On our Beyond Baroque series, Julie Gosswiller and I explore awareness of our changing climate and the urgent need for its care through pieces inspired by nature, on themes of natural elements, our planet’s colors, and Earth as mother and her comfort deserving of reciprocity. We’ll open with the warm, spring-like envelope of Brahms’ Sonata No 1 in G major, and feature concerned composers of today from MSU to the Wyoming Ucross artist retreat to my home town of Fairbanks, to Native American, to nature-inspired Stravinsky, Boulanger, and Cage.
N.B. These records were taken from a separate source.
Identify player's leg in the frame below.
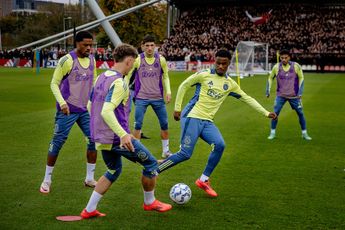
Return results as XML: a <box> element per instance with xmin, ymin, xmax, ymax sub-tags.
<box><xmin>151</xmin><ymin>99</ymin><xmax>171</xmax><ymax>158</ymax></box>
<box><xmin>195</xmin><ymin>122</ymin><xmax>225</xmax><ymax>197</ymax></box>
<box><xmin>157</xmin><ymin>117</ymin><xmax>202</xmax><ymax>174</ymax></box>
<box><xmin>81</xmin><ymin>149</ymin><xmax>122</xmax><ymax>218</ymax></box>
<box><xmin>40</xmin><ymin>112</ymin><xmax>78</xmax><ymax>194</ymax></box>
<box><xmin>77</xmin><ymin>111</ymin><xmax>98</xmax><ymax>187</ymax></box>
<box><xmin>119</xmin><ymin>139</ymin><xmax>172</xmax><ymax>212</ymax></box>
<box><xmin>133</xmin><ymin>99</ymin><xmax>149</xmax><ymax>139</ymax></box>
<box><xmin>289</xmin><ymin>98</ymin><xmax>312</xmax><ymax>140</ymax></box>
<box><xmin>268</xmin><ymin>96</ymin><xmax>287</xmax><ymax>139</ymax></box>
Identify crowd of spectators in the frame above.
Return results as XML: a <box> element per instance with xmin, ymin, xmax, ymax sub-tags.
<box><xmin>160</xmin><ymin>3</ymin><xmax>345</xmax><ymax>64</ymax></box>
<box><xmin>1</xmin><ymin>3</ymin><xmax>344</xmax><ymax>66</ymax></box>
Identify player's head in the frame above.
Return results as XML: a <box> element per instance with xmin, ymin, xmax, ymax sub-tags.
<box><xmin>112</xmin><ymin>43</ymin><xmax>138</xmax><ymax>75</ymax></box>
<box><xmin>215</xmin><ymin>49</ymin><xmax>231</xmax><ymax>76</ymax></box>
<box><xmin>279</xmin><ymin>49</ymin><xmax>291</xmax><ymax>65</ymax></box>
<box><xmin>75</xmin><ymin>31</ymin><xmax>93</xmax><ymax>58</ymax></box>
<box><xmin>142</xmin><ymin>34</ymin><xmax>156</xmax><ymax>57</ymax></box>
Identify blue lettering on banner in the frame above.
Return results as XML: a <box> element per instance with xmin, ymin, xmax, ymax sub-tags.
<box><xmin>46</xmin><ymin>60</ymin><xmax>58</xmax><ymax>68</ymax></box>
April airs our biannual Youthful Splendor program, featuring young talent accompanied by Bozeman pro’s. It’s a big deal to play as soloist with orchestra, and an even more excellent, rarified opportunity for students to have work-shopping and dialogue time with orchestra members in preparing their solo. No composer wrote more pieces and more masterfully for teenagers than Vivaldi, and fireworks and personality abound in this version of Vivaldi’s Four Seasons.

Bach at Trails in June is a collaboration between our Symphony, GVLT, and BaMM placing musicians along Gallatin Valley Trails. Musicians of all ages, abilities, and instruments play music of any kind in a ‘pop-up’ format for hikers-past, celebrating our love of the outdoors, culture, and community.

Corelli changed the world with his strategically released January 1, 1700 publication of the great Opus 5 Violin Sonatas. We explore this canon which had such influence throughout the continent to gain insight into all music that followed. Besides known for his warm geniality, exquisite dress, and whenever possible foregoing of all horse-drawn carriages in favor of his own feet, Corelli amassed a prestigious art collection. We share his reverence for art in bringing audiences into local artist spaces in rural areas for this series of seven shows in July.

Bassoonist Nate Helgeson has designed our August program of rare Czech composers. There’s wonderful, bizarre music from this isolated region thanks to a music-loving monarchy. Our annual Workshop for students, amateurs, and professionals from a growing number of states explores the Enlightenment Age in France, building on our Voltaire program through technique, chamber, orchestra, and topics classes as well as goofy fun. The public is welcome to join for a series of free concerts and lectures. Violinist, composer, and university professor Andrew McIntosh brings his creative voice to our usual August workshop and tour team.

This season emphasizes outreach. Thanks to the generosity of you, donors and supporters, we’re in good standing to give back to our beloved community and region. We’ll be visiting schools and libraries on the road with our Voltaire & Corelli programs, stage a workshop with Rachel Podger in Missoula, in Bozeman sponsor the Youthful Splendor program, annual Workshop, and Bach at Trails, and as part of the “Earth” program, hold a Masterclass series for musicians in rural areas.

We hope you’ll join us, and thank you for your support.